Met een beproefd contrast(drempel)model en een model voor de retroreflecterende eigenschappen van wegmarkeringen is vervolgens een typische lichtintensiteitsverdeling voor een Probeam-armatuur te berekenen. In deze berekeningen is Probeam vergeleken met de meer traditionele, symmetrische wegverlichtingsconcepten wat betreft een implementatie op een (Nederlandse) snelweg.
Spieringhs: ‘Uit de berekeningen blijkt dat Probeam-verlichting de gemiddelde zichtbaarheid van objecten en wegmarkeringen verbetert ten opzichte van symmetrische verlichting. Dit is echter alleen mogelijk bij een toename van de lichtstroom van 14 procent wanneer de huidige normen voor wegverlichting worden gehanteerd. Door het ontwerp van de Probeam-armatuur echter af te stemmen op de gemiddelde bereikte zichtbaarheid van verticale objecten bij symmetrische verlichting, daalt het energiegebruik met 52 procent. Halvering van de hoogte van de Probeam-armatuur leidt verder tot een indrukwekkende energiebesparing van 82 procent. Bij deze aanpak wordt echter niet meer voldaan aan de huidige normvereisten voor wegverlichting.’
De ‘proof of concept’ is tot slot in de praktijk gevalideerd met veldmetingen op de campus van KU Leuven-Gent en het testcentrum van DienstWegverkeer (RDW) in Lelystad. Spieringhs: ‘De veldmetingen gaven aan dat Probeam goed kon presteren, maar wel een hinderlijke reflectie/verblinding in de zijspiegel van de auto produceerde. Dit probleem werd verder onderzocht met simulaties en resulteerde in het definiëren van een andere zone die door de Probeam-armatuur wordt uitgelicht. Op basis hiervan is een geoptimaliseerde LID van de Probeam-armatuur voorgesteld.’

Conclusie

Het onderzoek geeft aan dat Probeam-verlichting verschillende voordelen heeft ten opzichte van het gebruik van klassieke symmetrische verlichting van snelwegen. Ten eerste voorkomt het verblinding (wat vooral belangrijk is voor oudere bestuurders). Daarnaast verhoogt het de verticale verlichtingssterkte en het contrast. Tevens maakt het concept slim gebruik van de retroreflecterende eigenschappen van wegmarkeringen om bestuurders buiten het bereik van de koplampen van auto’s beter te leiden.
Spieringhs: ‘De hoofdconclusie als antwoord op de vraagstelling, is dat de toepassing van het Probeam-concept leidt tot een vermindering van het energiegebruik met behoud van de verkeersveiligheid.
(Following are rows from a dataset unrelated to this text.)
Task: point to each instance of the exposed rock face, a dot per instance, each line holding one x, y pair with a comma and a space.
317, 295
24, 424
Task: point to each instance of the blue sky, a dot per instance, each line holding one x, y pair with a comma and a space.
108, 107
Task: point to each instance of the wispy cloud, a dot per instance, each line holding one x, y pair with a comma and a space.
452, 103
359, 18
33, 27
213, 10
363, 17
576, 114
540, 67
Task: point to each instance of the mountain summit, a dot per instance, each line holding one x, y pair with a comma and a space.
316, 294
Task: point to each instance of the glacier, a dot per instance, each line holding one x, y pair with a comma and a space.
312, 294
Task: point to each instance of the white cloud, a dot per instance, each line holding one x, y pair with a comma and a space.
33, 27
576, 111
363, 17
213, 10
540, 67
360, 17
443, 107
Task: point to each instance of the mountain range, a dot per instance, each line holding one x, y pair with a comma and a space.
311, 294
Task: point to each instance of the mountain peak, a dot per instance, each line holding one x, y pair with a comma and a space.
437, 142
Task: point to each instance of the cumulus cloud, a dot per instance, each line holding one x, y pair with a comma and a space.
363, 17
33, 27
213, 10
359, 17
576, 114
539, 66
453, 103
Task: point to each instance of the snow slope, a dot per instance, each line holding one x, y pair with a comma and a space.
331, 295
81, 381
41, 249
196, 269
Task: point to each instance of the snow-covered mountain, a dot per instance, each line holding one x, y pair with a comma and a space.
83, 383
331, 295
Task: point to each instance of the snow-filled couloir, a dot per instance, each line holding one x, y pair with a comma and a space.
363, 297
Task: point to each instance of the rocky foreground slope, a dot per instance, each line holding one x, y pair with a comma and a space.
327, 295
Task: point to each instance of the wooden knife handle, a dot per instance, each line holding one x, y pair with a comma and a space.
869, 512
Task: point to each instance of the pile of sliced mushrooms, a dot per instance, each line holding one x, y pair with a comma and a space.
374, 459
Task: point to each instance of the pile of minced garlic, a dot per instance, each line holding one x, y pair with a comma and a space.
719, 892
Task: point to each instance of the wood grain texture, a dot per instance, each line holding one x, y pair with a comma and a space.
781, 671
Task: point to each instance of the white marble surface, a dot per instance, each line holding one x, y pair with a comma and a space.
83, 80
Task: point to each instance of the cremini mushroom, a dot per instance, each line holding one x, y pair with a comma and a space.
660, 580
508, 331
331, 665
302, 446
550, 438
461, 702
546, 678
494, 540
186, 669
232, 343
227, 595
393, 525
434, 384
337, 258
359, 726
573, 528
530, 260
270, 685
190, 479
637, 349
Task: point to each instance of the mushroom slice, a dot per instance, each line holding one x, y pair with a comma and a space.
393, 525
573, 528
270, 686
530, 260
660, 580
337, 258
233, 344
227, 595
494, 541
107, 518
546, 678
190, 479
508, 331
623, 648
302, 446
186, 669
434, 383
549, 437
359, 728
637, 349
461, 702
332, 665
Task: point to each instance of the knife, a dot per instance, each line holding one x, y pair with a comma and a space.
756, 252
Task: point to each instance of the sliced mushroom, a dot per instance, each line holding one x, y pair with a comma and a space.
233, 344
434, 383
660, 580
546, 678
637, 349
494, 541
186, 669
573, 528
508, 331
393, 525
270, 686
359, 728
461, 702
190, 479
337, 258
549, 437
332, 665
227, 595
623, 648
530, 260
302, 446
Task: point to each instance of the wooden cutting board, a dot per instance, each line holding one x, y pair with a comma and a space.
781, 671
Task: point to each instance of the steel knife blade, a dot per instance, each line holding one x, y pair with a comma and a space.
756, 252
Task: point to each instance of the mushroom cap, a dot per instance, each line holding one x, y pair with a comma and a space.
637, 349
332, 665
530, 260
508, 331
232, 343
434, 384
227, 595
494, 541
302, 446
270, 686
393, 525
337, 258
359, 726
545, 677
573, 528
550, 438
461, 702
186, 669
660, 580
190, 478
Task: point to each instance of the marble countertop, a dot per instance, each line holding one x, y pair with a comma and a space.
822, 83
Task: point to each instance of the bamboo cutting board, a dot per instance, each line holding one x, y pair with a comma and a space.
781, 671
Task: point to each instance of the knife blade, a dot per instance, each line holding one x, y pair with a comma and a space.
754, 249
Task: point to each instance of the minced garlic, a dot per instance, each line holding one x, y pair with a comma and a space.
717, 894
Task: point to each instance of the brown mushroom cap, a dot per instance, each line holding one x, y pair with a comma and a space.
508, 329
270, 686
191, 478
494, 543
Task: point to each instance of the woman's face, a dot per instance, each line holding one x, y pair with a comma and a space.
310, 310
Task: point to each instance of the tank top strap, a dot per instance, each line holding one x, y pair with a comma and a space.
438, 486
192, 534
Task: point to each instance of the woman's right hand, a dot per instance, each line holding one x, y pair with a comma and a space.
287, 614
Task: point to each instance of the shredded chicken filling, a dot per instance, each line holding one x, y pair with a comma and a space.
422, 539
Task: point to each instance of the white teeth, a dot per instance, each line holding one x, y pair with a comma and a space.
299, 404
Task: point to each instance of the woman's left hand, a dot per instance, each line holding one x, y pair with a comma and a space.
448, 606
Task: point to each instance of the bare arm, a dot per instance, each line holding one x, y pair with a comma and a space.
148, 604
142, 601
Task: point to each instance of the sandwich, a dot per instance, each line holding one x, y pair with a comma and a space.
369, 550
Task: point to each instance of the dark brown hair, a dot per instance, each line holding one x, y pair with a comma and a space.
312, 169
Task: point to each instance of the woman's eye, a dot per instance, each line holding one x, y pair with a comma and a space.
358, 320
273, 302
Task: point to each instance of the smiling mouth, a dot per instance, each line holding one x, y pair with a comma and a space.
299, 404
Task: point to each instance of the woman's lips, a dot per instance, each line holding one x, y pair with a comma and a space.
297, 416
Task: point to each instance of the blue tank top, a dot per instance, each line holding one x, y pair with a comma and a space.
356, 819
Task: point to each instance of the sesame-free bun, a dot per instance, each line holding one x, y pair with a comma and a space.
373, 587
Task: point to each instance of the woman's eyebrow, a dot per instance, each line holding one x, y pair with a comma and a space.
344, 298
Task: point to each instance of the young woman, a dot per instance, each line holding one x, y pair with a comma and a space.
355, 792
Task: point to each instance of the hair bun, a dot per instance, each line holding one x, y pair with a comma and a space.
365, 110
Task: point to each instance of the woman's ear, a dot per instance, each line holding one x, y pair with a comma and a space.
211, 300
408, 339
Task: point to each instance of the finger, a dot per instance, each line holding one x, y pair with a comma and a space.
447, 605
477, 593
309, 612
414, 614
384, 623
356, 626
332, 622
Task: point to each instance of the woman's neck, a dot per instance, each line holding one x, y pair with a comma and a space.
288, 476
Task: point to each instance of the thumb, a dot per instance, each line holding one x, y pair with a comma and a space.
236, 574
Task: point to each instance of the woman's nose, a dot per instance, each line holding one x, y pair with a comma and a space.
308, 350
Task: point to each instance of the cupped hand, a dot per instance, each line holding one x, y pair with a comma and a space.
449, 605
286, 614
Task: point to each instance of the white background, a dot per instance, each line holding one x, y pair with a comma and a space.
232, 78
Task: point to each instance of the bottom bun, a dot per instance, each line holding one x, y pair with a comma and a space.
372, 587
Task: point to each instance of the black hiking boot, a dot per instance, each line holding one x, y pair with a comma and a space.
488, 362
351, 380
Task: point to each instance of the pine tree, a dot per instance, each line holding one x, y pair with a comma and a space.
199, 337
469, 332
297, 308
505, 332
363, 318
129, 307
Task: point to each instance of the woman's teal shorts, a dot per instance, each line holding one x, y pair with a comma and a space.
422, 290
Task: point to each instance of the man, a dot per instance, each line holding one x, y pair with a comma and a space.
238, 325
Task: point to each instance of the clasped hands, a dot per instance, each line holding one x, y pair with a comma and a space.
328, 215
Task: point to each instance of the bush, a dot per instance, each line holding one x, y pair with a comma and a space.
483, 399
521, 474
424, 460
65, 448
De belangrijkste kanttekening is dat hierbij de huidige normen voor wegverlichting niet strikt kunnen worden nageleefd. Dit komt omdat de normvereisten voortkomen uit het algemeen aanvaarde ‘silhouetprincipe’ waarbij een object of persoon buiten het bereik van de koplampen van auto’s zichtbaar moet worden in negatief contrast met de achtergrond. Het gebruik van Probeam vertegenwoordigt een paradigmaverschuiving waarbij juist positief contrast wordt nagestreefd en gaat verder dan het traditionele silhouetprincipe. Mocht het zover komen dat het Probeam-verlichtingsconcept in de praktijk wordt gebracht, dan is het belangrijk dat er aandacht wordt besteed aan de acceptatie van op positieve contrasten gebaseerde verlichtingsconcepten en een aanpassing van de normen.’

Bron
- Spieringhs R.M., ‘Development of a new road lighting concept’, KU Leuven/Technische Universiteit Eindhoven, Gent (B) / Eindhoven, 2024.